The sky was blue, and the sun shone on the waters of the Serpentine.
An insane, reactionary excitement possessed him. Joy and relief flooded his whole being. He was free again.
Incredibly, the colossal mistake of eleven years ago had been blotted out.
Had any man ever had such luck? Palliser checked the thought, even as it swelled within him. Such exultation wasn’t decent.
But to come out of a dark tunnel, of seemingly endless length, into spring sunshine — any man might lose his head! He actually laughed aloud, at the hackneyed simile.
It seemed a natural expression of his mood, to stop in Oxford Street and buy an armful of slim scarlet tulips for Thelma Fontaine.
He owed it all to Thelma. She was marvellous — the only woman in the world.
He could think that, now, with no faint, pricking sense of disloyalty to Cecil.
The door, so well known to him now, was opened to him, as always, by Miss Fontaine herself, a little pale and heavy-eyed, with a pale blue scarf wound round her graceful throat.
“Nothing — it’s nothing at all. Just one of my tiresome winter throats. I’m liable to them — but it’s nothing.”
“Do you take care of yourself, living here alone?” he urged anxiously.
He thought that, actually, the blue scarf and the pallor became her. Or was it that she always looked beautiful?
“Tell me about yourself,” she begged, drawing him inside. “It’s over now — all the worst is behind you. I knew that if you followed the gleam you would come out, through it all, into security and freedom!”
Her eyes shone.
“You know everything,” breathed Palliser, clasping her two hands. “You understand everything. You’re wonderful! Thelma, do you understand that I’m free, now?”
Raising her eyes to his face, she coloured deeply, and then was shaken by a fit of coughing.
“You’re ill! For Heaven’s sake, take care of yourself. What should I do if anything —— —”
He broke off, his heart pounding in his throat. Clasping her hands yet more closely, Palliser could feel his emotion communicating itself to her.
Sudden passion shook him.
“Thelma!” he said deeply, taking her into his arms.
And silently, ecstatically, his lips pressed into her hair, Palliser saw Thelma Fontaine as his wife, as the mother of his future children.
HISTORY AGAIN REPEATS ITSELF
THEODOSIA was a very modern girl. So really, thoroughly modern, that it wasn’t in the least necessary for her to talk about it, in the way that modern girls of more than twenty-five years old sometimes had to talk about it, in order to make perfectly certain that they weren’t mistaken for the pre-war generation of girls.
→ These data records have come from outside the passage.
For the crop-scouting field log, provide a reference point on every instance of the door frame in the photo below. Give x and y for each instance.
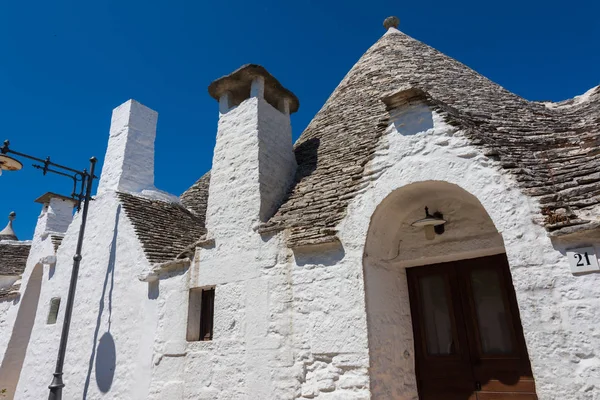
(465, 328)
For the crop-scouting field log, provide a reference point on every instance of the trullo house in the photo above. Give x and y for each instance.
(429, 236)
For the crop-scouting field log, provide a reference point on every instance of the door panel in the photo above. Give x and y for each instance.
(468, 337)
(441, 347)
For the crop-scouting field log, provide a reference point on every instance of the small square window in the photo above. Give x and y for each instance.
(53, 313)
(201, 314)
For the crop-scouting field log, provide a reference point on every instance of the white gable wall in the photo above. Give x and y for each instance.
(110, 302)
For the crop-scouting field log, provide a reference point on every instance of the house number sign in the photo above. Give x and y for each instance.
(583, 260)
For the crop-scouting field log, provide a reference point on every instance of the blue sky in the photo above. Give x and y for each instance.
(65, 65)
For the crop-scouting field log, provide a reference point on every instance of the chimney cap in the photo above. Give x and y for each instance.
(8, 233)
(46, 197)
(239, 82)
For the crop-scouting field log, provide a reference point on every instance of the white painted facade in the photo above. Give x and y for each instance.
(323, 322)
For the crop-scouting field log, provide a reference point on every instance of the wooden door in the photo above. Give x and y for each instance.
(469, 341)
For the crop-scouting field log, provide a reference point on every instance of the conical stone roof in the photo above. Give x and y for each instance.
(550, 149)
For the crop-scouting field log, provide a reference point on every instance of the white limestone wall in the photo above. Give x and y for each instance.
(56, 216)
(276, 159)
(558, 310)
(112, 308)
(7, 281)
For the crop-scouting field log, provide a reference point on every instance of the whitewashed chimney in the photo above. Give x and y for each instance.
(253, 163)
(129, 161)
(56, 214)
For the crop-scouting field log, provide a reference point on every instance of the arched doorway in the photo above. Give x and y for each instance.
(442, 315)
(10, 369)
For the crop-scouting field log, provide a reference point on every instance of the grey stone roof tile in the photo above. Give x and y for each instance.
(164, 229)
(13, 257)
(550, 149)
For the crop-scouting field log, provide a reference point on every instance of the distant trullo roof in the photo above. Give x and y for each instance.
(13, 257)
(551, 149)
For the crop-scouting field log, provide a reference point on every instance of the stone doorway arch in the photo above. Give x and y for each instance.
(392, 246)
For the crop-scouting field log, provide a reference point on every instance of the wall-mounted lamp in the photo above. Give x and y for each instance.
(9, 164)
(432, 223)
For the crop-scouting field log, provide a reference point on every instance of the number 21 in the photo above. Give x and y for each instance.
(579, 258)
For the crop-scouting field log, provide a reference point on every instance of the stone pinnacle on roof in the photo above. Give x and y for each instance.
(8, 233)
(391, 22)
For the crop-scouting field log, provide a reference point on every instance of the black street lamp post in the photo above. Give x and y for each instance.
(82, 191)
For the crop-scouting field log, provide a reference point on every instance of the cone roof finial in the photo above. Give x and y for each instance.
(8, 233)
(391, 22)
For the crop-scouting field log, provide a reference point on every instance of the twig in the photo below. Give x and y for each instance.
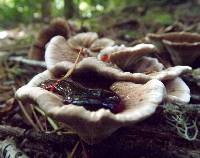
(36, 118)
(74, 150)
(37, 136)
(27, 116)
(26, 113)
(49, 119)
(8, 149)
(73, 68)
(28, 61)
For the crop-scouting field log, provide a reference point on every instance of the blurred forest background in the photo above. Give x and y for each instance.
(126, 22)
(130, 18)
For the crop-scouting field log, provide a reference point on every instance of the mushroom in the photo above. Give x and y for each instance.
(125, 58)
(105, 53)
(183, 47)
(58, 26)
(59, 49)
(153, 70)
(94, 126)
(90, 41)
(177, 91)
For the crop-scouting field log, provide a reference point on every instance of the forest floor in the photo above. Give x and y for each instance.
(151, 138)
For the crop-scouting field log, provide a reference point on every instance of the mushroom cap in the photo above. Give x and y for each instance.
(107, 51)
(126, 58)
(57, 51)
(183, 47)
(177, 91)
(96, 125)
(109, 71)
(147, 65)
(82, 40)
(101, 43)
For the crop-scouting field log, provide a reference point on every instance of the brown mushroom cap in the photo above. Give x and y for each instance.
(97, 125)
(147, 65)
(58, 51)
(82, 40)
(126, 58)
(100, 44)
(177, 91)
(104, 69)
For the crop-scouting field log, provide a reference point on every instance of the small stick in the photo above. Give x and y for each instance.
(27, 116)
(28, 61)
(26, 113)
(36, 118)
(73, 68)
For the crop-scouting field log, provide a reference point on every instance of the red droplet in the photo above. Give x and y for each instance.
(119, 108)
(105, 58)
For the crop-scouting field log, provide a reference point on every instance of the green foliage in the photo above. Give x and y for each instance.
(159, 17)
(183, 121)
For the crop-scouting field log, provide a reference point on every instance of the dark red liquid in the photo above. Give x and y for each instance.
(75, 93)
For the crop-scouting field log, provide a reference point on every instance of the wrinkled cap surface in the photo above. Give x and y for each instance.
(126, 58)
(93, 126)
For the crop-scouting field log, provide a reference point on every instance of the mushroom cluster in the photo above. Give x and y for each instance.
(140, 81)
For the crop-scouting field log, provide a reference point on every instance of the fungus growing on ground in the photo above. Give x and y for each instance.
(59, 49)
(139, 91)
(93, 126)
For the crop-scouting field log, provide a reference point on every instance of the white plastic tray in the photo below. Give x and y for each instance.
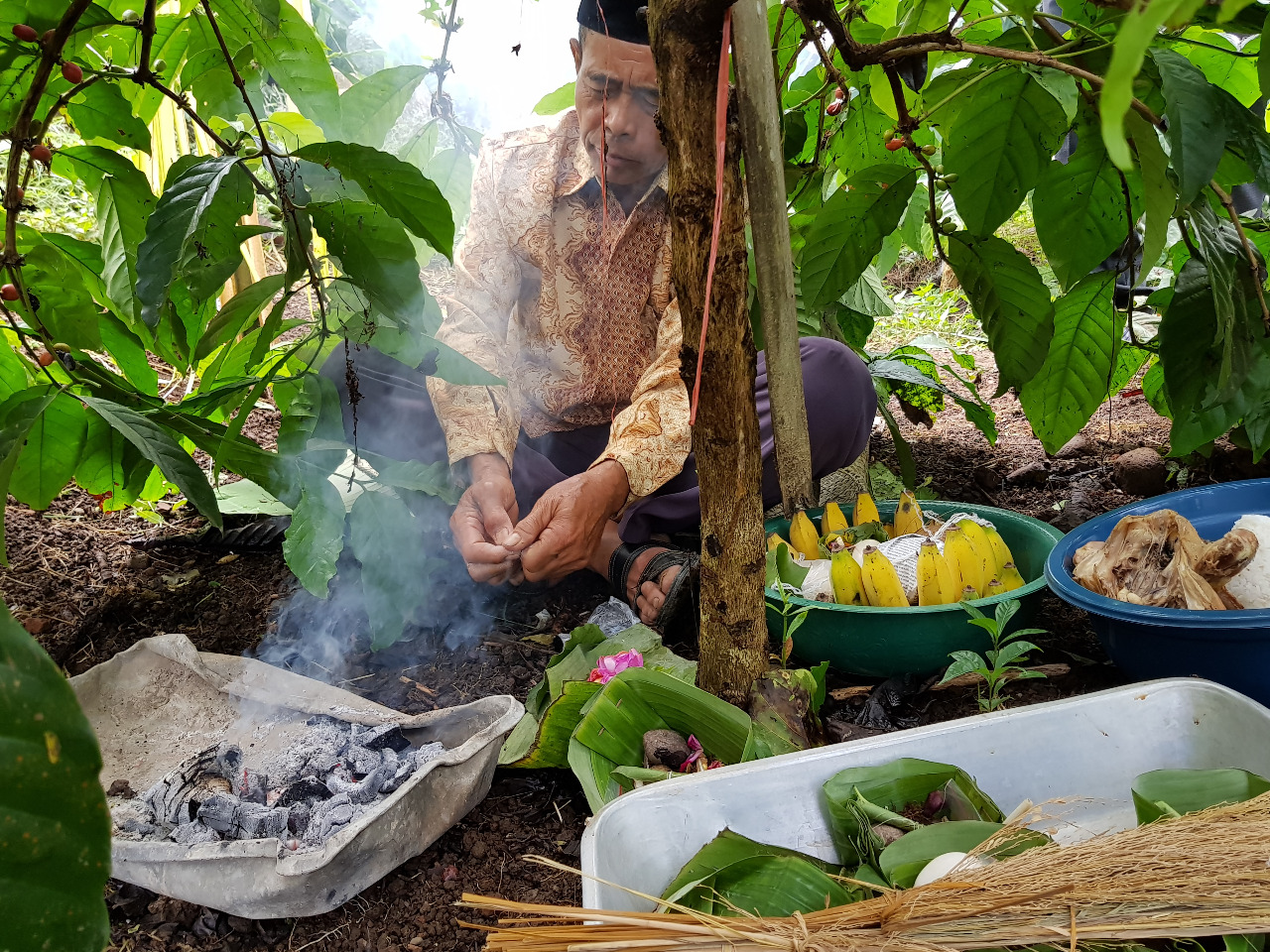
(1087, 748)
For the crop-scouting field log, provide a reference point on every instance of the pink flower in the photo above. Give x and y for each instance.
(611, 665)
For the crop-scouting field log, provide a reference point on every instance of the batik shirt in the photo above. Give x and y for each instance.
(575, 313)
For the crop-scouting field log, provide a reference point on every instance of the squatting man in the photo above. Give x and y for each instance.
(563, 290)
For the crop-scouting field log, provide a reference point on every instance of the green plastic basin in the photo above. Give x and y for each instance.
(881, 643)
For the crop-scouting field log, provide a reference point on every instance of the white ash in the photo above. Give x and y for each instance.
(303, 796)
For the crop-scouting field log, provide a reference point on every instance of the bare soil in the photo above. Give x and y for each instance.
(86, 594)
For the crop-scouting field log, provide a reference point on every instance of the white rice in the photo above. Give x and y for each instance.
(1252, 585)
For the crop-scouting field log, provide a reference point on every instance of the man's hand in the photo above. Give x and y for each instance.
(564, 529)
(484, 518)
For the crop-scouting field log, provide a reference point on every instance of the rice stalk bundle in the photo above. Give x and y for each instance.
(1206, 874)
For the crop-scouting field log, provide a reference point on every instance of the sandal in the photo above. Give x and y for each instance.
(684, 589)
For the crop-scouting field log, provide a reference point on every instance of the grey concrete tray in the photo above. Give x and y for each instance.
(162, 701)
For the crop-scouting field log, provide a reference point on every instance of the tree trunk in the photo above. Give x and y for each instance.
(688, 36)
(774, 262)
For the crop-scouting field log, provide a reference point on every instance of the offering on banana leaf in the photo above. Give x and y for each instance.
(934, 821)
(913, 561)
(1160, 560)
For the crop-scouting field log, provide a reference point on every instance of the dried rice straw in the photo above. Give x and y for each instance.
(1205, 874)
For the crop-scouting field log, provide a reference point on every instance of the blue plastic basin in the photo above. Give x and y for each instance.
(1230, 648)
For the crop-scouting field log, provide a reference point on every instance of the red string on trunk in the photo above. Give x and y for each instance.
(720, 148)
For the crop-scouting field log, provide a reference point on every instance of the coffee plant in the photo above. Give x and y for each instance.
(123, 352)
(1129, 127)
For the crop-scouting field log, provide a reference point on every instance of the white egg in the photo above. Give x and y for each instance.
(939, 867)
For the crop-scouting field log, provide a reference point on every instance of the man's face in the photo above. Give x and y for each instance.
(617, 91)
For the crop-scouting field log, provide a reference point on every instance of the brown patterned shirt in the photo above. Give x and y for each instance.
(579, 318)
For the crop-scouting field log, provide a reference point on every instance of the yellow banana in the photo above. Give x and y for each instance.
(965, 566)
(803, 536)
(865, 511)
(908, 516)
(934, 576)
(978, 539)
(1011, 579)
(1001, 552)
(881, 585)
(832, 520)
(844, 576)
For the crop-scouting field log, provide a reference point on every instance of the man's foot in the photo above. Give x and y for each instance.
(648, 598)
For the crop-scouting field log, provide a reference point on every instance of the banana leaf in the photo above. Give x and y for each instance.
(852, 794)
(903, 860)
(554, 705)
(1175, 792)
(733, 875)
(611, 730)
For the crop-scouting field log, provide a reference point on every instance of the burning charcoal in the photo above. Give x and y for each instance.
(253, 785)
(190, 833)
(298, 817)
(302, 791)
(386, 737)
(217, 811)
(362, 791)
(255, 821)
(361, 761)
(229, 762)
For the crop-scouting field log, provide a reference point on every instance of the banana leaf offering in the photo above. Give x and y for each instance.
(734, 875)
(554, 705)
(607, 749)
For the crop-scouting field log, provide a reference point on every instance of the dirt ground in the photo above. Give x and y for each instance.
(77, 584)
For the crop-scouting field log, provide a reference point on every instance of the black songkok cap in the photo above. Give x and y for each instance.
(620, 19)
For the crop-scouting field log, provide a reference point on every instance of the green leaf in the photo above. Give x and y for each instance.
(998, 145)
(376, 254)
(1080, 208)
(102, 112)
(236, 313)
(157, 445)
(371, 107)
(398, 186)
(316, 536)
(290, 53)
(390, 543)
(1010, 299)
(185, 208)
(733, 875)
(51, 453)
(1198, 125)
(1191, 791)
(1072, 382)
(1134, 35)
(557, 102)
(849, 229)
(55, 830)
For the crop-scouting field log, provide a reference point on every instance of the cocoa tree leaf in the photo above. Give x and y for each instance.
(1080, 208)
(399, 188)
(55, 830)
(316, 535)
(158, 445)
(849, 229)
(998, 145)
(1010, 299)
(189, 197)
(51, 453)
(1072, 382)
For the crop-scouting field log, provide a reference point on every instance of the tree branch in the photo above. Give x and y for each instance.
(1228, 203)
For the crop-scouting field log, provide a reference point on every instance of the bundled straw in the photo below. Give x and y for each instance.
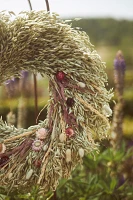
(78, 106)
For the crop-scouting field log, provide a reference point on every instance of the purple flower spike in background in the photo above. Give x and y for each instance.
(119, 62)
(11, 86)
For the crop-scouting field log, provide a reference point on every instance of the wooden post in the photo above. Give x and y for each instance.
(117, 122)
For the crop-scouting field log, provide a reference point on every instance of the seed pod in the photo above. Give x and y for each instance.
(81, 152)
(81, 84)
(68, 155)
(29, 174)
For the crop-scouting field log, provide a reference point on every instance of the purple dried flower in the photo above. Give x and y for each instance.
(37, 145)
(119, 62)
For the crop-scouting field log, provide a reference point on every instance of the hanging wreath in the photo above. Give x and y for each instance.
(79, 102)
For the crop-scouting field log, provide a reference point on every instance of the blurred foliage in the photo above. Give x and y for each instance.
(103, 176)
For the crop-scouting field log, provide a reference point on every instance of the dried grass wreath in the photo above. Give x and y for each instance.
(78, 107)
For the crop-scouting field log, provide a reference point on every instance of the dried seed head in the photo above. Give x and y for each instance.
(2, 148)
(68, 155)
(42, 133)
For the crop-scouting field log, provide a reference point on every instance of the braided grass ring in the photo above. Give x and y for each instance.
(76, 114)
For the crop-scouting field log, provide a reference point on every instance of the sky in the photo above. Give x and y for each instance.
(119, 9)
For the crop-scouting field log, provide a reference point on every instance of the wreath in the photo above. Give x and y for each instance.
(78, 106)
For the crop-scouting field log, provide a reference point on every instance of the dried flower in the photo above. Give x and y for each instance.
(45, 147)
(2, 148)
(41, 134)
(37, 145)
(3, 160)
(81, 84)
(29, 174)
(119, 62)
(60, 76)
(68, 155)
(70, 132)
(37, 163)
(107, 110)
(62, 137)
(70, 102)
(81, 152)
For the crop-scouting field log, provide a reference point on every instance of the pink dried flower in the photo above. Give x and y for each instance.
(41, 134)
(37, 145)
(2, 148)
(69, 132)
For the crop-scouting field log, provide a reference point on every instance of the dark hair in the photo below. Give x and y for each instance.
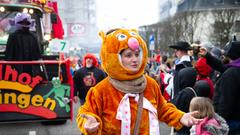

Theodosia, at the date of the Armistice, had been exactly nine years old.
She knew nothing about the Great War, except that middle-aged people could be very boring about it, and she thought that any allusion to it was in bad taste.
Although Theodosia was so modern, and an advocate of Communism, Legalized Polygamy, Birth-Control, and many other reforms, she had rather strict views about the privileges that should, and those, more particularly, that should not, be conceded to old people. With her own father and mother, she often found it necessary to be quite definite. Her father was at the rather difficult age of forty-nine — old, to all intents and purposes, and yet sufficiently active (especially at tennis, which he played remarkably well) to look upon himself as only middle-aged — and her mother at the still more difficult age of a young-looking forty-three.
Theodosia was far too modern to dislike her parents, or to feel rebellious in their regard. There had, indeed, never been anything for her to rebel against And the parents did not rebel, because they admired Theodosia, and had been accustomed to her beneficent rule for nearly twenty years.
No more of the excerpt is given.